Cependant, Dick eut en un clin d’œil vendu bouquets et corbeilles.

— Il ne reste plus qu’un panier, mesdames et messieurs, annonça-t-il. C’est le plus beau ! À deux cents, le dernier et le plus beau panier !

Une ménagère versa les deux cents.

— Merci bien, messieurs et dames ! Huit cents !… C’est la fortune !… » s’écria Dick en esquissant un pas de gigue.

La gigue fut arrêtée net. Le Kaw-djer avait saisi le danseur par l’oreille.

— Que veut dire ceci ? interrogea-t-il sévèrement.

D’un coup d’œil sournois, l’enfant s’efforça de deviner l’humeur réelle du Kaw-djer, puis, rassuré sans doute, il répondit avec le plus grand sérieux :

— Nous travaillons, gouverneur.

— C’est ça que tu appelles travailler ! s’écria le Kaw-djer qui lâcha son prisonnier.

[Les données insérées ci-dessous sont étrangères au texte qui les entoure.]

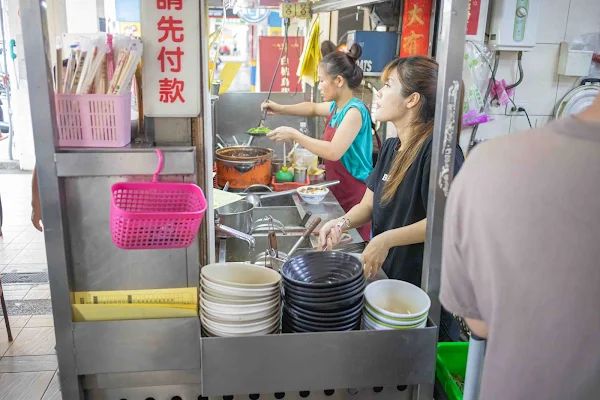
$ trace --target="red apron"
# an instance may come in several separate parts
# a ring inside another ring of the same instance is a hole
[[[332,116],[333,113],[329,115],[329,118],[327,118],[325,132],[323,133],[323,140],[328,142],[331,142],[336,131],[336,128],[329,125]],[[338,185],[332,186],[330,190],[345,212],[350,211],[352,207],[360,203],[365,195],[365,191],[367,190],[367,185],[353,177],[340,160],[325,160],[325,172],[327,174],[327,180],[340,181]],[[367,241],[371,239],[370,223],[361,226],[357,230],[363,240]]]

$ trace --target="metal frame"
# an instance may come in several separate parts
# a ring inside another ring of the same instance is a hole
[[[412,390],[413,399],[432,399],[436,325],[440,314],[438,293],[443,211],[453,175],[458,122],[457,87],[462,71],[466,2],[445,0],[439,10],[440,70],[422,282],[433,302],[428,327],[389,332],[201,338],[198,318],[72,322],[70,291],[79,289],[73,282],[81,271],[76,269],[80,266],[74,265],[71,259],[69,229],[73,228],[73,224],[69,225],[67,220],[67,211],[70,213],[71,210],[65,207],[65,197],[72,187],[66,183],[81,176],[97,179],[147,173],[148,166],[154,163],[154,156],[149,148],[55,151],[56,122],[50,57],[46,53],[49,47],[46,43],[45,10],[39,0],[20,0],[21,16],[26,21],[24,25],[29,27],[23,32],[23,41],[31,108],[35,110],[32,126],[63,397],[83,399],[85,395],[87,398],[104,399],[123,390],[164,397],[165,393],[173,390],[180,390],[178,395],[199,390],[203,394],[231,394],[327,389],[331,388],[330,385],[350,387],[359,384],[416,385]],[[206,11],[204,4],[201,9],[203,16],[206,16]],[[205,56],[207,49],[203,47],[202,52]],[[206,82],[207,71],[203,71],[203,78]],[[203,87],[203,102],[204,110],[208,110],[210,94],[207,85]],[[205,132],[211,132],[209,115],[204,118],[203,124]],[[205,178],[210,182],[212,135],[205,136]],[[166,173],[193,176],[196,171],[190,167],[196,162],[193,148],[164,150],[167,154]],[[207,195],[211,201],[210,193]],[[82,205],[79,208],[81,213]],[[211,213],[207,213],[207,219],[212,226]],[[209,231],[212,232],[212,229]],[[198,257],[190,254],[187,262],[193,263],[193,259]],[[188,268],[186,274],[177,279],[187,279],[190,286],[197,286],[197,282],[190,281],[196,279],[193,269]],[[135,333],[137,337],[133,337]]]
[[[68,272],[69,243],[65,214],[61,207],[62,187],[54,165],[54,133],[57,131],[54,116],[54,94],[49,74],[50,57],[47,54],[46,10],[36,0],[21,0],[20,13],[23,24],[23,48],[27,60],[27,82],[31,110],[31,126],[35,132],[35,157],[38,185],[44,217],[46,257],[52,307],[54,313],[56,352],[60,369],[62,394],[67,399],[83,398],[83,389],[76,371],[75,347],[73,346],[73,322]]]

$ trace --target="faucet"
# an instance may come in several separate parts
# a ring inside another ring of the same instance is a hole
[[[243,240],[246,243],[248,243],[248,246],[250,246],[251,249],[254,249],[254,247],[256,246],[256,239],[254,239],[252,235],[248,235],[247,233],[240,232],[228,226],[217,223],[215,224],[215,231],[228,237]]]

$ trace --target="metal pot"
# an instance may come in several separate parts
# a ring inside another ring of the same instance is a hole
[[[246,200],[219,207],[216,210],[219,223],[242,233],[250,233],[252,230],[252,210],[254,205]]]
[[[233,190],[243,190],[250,185],[271,183],[273,150],[263,147],[236,146],[218,149],[217,184],[229,182]]]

Celui-ci en profita pour se retourner complètement, et, regardant le Kaw-djer bien en face :

— Nous nous sommes établis, dit-il en se rengorgeant. Sand joue du violon, et moi je suis marchand de fleurs et de vannerie… Quelquefois, nous faisons des commissions… ou nous vendons des coquillages… Je sais aussi la danse… et des tours… C’est des professions, ça, peut-être, gouverneur ! »

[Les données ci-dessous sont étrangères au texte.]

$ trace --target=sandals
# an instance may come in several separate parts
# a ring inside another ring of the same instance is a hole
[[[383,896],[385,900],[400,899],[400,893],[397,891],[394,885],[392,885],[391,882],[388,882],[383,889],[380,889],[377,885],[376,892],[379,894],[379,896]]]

Le Kaw-djer sourit malgré lui.

— En effet !… reconnut-il. Mais qu’avez-vous besoin d’argent ?

— C’est pour votre subrécargue[1], pour M. John Rame, gouverneur.

— Comment !… s’écria le Kaw-djer, John Rame vous prend votre argent !…

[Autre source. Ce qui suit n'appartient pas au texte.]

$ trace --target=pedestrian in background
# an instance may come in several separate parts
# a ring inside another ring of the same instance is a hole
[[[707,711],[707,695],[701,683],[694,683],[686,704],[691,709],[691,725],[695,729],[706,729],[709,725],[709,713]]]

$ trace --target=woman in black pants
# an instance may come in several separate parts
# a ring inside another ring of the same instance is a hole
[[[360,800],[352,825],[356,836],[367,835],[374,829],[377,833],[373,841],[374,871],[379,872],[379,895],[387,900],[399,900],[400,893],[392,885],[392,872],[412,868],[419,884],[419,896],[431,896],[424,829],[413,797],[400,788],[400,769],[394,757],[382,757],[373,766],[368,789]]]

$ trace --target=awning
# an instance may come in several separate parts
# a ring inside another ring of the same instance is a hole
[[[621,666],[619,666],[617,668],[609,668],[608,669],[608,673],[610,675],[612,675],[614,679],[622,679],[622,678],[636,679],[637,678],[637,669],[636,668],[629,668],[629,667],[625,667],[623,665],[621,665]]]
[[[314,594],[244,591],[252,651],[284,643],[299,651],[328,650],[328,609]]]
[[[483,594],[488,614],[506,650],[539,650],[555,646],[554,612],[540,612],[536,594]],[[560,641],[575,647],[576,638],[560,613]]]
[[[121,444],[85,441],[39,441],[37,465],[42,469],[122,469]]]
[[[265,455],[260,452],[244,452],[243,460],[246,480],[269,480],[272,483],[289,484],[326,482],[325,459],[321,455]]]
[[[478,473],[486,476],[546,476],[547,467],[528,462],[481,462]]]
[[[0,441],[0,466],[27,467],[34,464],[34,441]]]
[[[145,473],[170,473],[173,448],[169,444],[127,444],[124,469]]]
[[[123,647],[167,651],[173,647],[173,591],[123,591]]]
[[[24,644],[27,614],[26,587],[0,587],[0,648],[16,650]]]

— Il ne nous le prend pas, gouverneur, répliqua Dick, vu que c’est nous qui le donnons pour les rations. »

Cette fois, le Kaw-djer fut tout à fait abasourdi. Il répéta :

— Pour les rations ?… Vous payez votre nourriture !… N’habitez-vous donc plus avec M. Hartlepool ?

  1. Comptable qui existe parfois à bord des navires.